The Air Force is working to create a virtual reality platform for teaching airmen how to maintain C-130 aircraft. The effort aims not only to facilitate the training process but also to minimize the diversion of Hercules and Super Hercules aircraft from their missions.
The process now requires weeks or months of advance notice to ensure a C-130 is available for the mandatory maintenance training.
“We request an aircraft to be down three days a week in order to train our students,” said Master Sgt. Nicholas Massingill, a 19th Maintenance Group development and instructor section chief, in an Air Force news release. “When we do that, we are taking aircraft away from the mission. While VR will never replace hands-on training, it will help bring familiarization to the task, so the instructors can speed up the process when conducting hands-on training.
Air Force Headquarters, along with the Air Mobility Command and Air Education and Training Command, has partnered with contractor Mass Virtual to develop a virtual environment based on the C-130H Hercules and the C-130J Super Hercules, according to the Air Force.

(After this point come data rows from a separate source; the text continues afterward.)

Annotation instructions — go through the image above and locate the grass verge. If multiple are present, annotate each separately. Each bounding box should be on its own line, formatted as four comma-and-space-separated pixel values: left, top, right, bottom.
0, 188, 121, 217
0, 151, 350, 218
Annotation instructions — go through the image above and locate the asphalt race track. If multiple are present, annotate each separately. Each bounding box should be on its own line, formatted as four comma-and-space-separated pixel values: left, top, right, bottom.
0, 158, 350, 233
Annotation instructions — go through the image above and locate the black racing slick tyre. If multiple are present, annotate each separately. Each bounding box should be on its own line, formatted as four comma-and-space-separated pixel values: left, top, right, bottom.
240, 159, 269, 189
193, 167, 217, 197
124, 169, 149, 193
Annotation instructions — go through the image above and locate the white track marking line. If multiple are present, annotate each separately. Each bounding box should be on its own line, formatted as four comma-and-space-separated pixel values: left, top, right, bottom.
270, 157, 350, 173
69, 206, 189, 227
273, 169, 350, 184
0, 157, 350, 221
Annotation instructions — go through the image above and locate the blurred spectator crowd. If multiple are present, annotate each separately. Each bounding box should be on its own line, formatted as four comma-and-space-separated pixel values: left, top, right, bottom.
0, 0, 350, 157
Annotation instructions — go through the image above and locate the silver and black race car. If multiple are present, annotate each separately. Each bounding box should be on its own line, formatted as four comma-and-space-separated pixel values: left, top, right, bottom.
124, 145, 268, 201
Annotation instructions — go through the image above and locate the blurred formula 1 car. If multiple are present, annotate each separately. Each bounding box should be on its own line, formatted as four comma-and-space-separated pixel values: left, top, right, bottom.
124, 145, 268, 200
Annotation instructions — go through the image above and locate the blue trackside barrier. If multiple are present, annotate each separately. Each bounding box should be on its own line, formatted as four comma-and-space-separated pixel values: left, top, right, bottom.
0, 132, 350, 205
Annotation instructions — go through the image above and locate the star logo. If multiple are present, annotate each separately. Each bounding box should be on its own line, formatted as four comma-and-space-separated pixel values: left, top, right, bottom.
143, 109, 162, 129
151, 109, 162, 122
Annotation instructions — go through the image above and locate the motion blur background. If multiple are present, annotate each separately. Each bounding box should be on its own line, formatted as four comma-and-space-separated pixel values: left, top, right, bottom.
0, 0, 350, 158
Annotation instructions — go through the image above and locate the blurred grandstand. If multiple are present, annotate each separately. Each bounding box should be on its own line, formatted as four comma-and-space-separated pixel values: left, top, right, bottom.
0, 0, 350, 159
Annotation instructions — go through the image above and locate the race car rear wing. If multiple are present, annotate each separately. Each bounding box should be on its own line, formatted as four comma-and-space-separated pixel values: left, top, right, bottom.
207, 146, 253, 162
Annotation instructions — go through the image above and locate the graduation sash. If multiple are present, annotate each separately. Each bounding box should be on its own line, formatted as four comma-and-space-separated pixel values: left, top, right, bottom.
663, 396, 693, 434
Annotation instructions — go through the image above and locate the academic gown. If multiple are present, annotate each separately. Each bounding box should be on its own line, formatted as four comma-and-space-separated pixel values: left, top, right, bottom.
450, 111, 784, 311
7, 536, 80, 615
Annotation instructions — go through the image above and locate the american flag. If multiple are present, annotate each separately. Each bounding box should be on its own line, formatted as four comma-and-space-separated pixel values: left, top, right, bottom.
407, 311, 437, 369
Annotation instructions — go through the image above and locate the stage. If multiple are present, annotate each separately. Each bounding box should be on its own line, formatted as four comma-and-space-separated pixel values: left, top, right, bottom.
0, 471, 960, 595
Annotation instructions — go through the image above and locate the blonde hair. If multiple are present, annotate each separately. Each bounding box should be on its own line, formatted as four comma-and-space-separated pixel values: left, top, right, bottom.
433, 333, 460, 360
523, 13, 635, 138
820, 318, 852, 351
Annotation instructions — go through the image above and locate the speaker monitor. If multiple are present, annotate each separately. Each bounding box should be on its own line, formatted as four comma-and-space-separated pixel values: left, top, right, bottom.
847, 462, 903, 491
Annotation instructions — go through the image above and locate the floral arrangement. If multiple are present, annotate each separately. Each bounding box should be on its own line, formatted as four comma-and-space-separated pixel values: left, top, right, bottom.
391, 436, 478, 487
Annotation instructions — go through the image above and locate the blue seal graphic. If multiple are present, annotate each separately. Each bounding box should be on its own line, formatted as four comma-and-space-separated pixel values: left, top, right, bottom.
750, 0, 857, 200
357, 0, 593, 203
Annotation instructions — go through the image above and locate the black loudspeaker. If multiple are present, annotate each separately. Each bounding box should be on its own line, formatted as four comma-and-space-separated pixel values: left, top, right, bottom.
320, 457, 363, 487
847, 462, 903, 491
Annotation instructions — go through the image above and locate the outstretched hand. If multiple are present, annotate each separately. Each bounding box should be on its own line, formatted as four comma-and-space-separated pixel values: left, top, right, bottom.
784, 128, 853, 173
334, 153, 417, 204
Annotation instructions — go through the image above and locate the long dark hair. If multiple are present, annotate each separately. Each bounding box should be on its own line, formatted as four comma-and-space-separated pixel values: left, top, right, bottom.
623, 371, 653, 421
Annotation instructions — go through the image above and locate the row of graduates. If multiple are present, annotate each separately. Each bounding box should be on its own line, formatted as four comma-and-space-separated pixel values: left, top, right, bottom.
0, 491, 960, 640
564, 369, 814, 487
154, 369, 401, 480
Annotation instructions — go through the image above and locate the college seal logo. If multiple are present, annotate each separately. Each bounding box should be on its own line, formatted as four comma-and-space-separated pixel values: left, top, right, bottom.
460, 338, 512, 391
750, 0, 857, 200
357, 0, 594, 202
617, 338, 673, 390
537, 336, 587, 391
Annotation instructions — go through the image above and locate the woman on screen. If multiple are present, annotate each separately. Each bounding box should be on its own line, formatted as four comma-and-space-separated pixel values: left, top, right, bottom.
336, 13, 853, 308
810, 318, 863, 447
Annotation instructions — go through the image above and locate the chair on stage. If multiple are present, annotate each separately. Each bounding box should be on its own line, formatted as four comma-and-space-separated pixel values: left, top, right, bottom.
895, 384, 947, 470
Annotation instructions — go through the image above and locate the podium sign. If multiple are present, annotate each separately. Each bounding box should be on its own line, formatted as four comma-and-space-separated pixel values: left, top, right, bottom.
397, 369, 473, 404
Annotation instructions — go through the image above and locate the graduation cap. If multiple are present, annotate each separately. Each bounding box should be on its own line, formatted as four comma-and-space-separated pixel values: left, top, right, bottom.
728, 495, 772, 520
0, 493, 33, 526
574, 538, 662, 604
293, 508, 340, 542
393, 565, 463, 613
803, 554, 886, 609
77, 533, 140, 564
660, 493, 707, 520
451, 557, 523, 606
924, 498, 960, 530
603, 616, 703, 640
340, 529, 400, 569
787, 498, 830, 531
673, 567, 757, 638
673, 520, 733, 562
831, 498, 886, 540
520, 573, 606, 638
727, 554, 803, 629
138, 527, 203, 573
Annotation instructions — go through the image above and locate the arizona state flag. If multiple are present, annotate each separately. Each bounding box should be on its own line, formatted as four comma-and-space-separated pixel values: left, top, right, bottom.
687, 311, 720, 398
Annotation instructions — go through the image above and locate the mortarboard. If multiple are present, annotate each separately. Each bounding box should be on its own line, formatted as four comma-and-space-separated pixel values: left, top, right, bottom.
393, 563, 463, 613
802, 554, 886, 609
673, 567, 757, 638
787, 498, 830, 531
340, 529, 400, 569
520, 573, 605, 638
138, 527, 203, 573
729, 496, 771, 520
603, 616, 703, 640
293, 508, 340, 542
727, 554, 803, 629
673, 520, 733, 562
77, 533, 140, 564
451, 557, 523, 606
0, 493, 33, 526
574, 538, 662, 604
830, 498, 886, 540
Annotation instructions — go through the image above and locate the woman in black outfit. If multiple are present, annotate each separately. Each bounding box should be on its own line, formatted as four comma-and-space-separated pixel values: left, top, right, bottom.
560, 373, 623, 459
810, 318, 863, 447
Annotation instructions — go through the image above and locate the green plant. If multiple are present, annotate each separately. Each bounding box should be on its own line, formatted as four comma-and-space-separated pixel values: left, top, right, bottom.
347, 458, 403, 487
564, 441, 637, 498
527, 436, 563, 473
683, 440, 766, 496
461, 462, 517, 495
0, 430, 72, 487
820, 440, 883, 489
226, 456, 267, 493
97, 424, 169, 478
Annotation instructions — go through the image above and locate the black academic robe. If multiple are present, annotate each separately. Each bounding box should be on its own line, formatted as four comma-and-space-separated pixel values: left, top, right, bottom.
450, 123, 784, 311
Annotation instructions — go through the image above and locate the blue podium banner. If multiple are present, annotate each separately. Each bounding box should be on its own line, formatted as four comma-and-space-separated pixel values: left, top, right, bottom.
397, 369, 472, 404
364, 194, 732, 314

Additionally, airlift wings from Little Rock Air Force Base in Arkansas, Dyess Air Force Base in Texas, Yokota Air Base in Japan, and Ramstein Air Base in Germany have formed working groups to help craft the virtual reality platform, and they have the ability to conduct certain tasks in a virtual hangar, including propeller, tire and brake replacements.
“We pulled together with other wings to develop work tasks that would be most beneficial to invest in for airmen — allowing us to establish a VR platform with a focus on the C-130,” Massingill said.
Master Sgt. Gary Armstrong, a maintenance training management section chief with the 19th, said employing virtual reality will be particularly helpful among younger airmen because the use of technology “will appeal to their learning styles.”
“When we are teaching tasks, we are teaching proficiency,” Armstrong said. “The only way you gain proficiency is by doing it over and over, that’s how you get instinctual mechanical skills. Being able to use this virtual environment shows the possibilities are limitless.”
Service officials plan to finish the virtual reality platform by summer 2020, according to the release, Nearly 230 airmen from the 19th Maintenance Group will undergo training using the virtual reality platform each year.
Broadening virtual training within the service for maintainers and pilots has long been a goal for the Air Force.
For example, the Air Force’s Pilot Training Next program that launched in 2018 uses virtual reality systems along with biometrics and artificial intelligence to help train new pilots. Airmen are placed in a virtual cockpit using VR headsets, while artificial intelligence monitors their biometrics and customizes the simulation for them.
The third class of Pilot Training Next students kicked off training earlier this month out of Joint Base San Antonio-Randolph in Texas.